Meninas seminuas, visivelmente menores de idade, dançam e cantam ritmos e letras de funks, que tratam de sexo explícito, consumo de álcool e cocaína, convivência com bandidos e uso de armas, por exemplo, com absoluta naturalidade.  É simplista associar esse avanço da exposição desaforada de mensagens tóxicas à falta de iniciativa de poderes políticos constituídos.

O que acontece é avassalador e universal. Merece, portanto, serenidade na avaliação das atitudes adequadas a serem tomadas, não para banir a tendência desse ou daquele comportamento, o que se tornou impossível pelo alcance dos meios utilizados e por atiçar propriedades inerentes à própria condição humana.

Toda tentativa de enfrentamento pela força não conseguiu escapar do uso de práticas ditatoriais, que acabam ferindo a liberdade de expressão e a democracia, em si. Faltam, a bem da verdade, propostas ousadas, capazes de dialogar com a contemporaneidade, soluções capazes de se alavancar no problema.

Ou seja, os cúmplices das soluções devem ser os mesmos que hoje são, por conveniência, cúmplices dos problemas. O avanço do desvirtuamento dos valores entre os jovens, sejam da periferia, sejam dos lares abastados, só é novidade na velocidade com que ocorre hoje.

A maioria de nós, em nossas infâncias e adolescências, conviveu com o sexo malicioso, quase sempre fomentado entre nós mesmos, sob um estímulo original, a que sequer, grande parte das vezes, saberíamos identificar.

A clandestinidade, forçada por uma moral robusta, supostamente protegia por um lado, mas certamente abandonada por outro. Ao se tornar tabu, os assuntos eram praticamente impronunciáveis, embora as práticas fossem relativamente corriqueiras.

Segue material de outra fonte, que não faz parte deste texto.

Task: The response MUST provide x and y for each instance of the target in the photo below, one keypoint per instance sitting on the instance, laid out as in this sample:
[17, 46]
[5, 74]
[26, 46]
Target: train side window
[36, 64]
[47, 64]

E este é o ponto a ser levantado não para, necessariamente, defender qualquer tese, mas para colocar uma questão para reflexão: em que momento
o risco foi maior, quando não se falava (e muito menos, mostrava) certas coisas, moralmente “repulsivas”, ou quando essas coisas são, descaradamente, expostas à luz?

Parece-me correto que, mesmo não perdendo a consciência ética sobre aquilo a que devemos enfrentar e combater, usemos a inteligência para, indiretamente, nos utilizarmos dos inimigos, como aliados.

E isso só se alcança, respeitando o fato de que o sucesso deles é resultado exatamente do mérito de terem sabido fazer de suas vítimas, seus aliados.

Ou seja, numa disputa por corações e mentes, estão anos-luz à frente dos que se propõem ser guardiões da moral e dos costumes. Têm faltado inteligência e ousadia nesse enfrentamento. Consequência aliás, muitas vezes, de um conservadorismo retrógrado, a que se agarram esses mesmos guardiões.

Em vez de repensar certos padrões, o fato é que, quanto mais avança o inimigo, mais agudizam suas crenças, e se distanciam de quem interessa. Se não quebrarmos esse ciclo, esta é uma guerra perdida.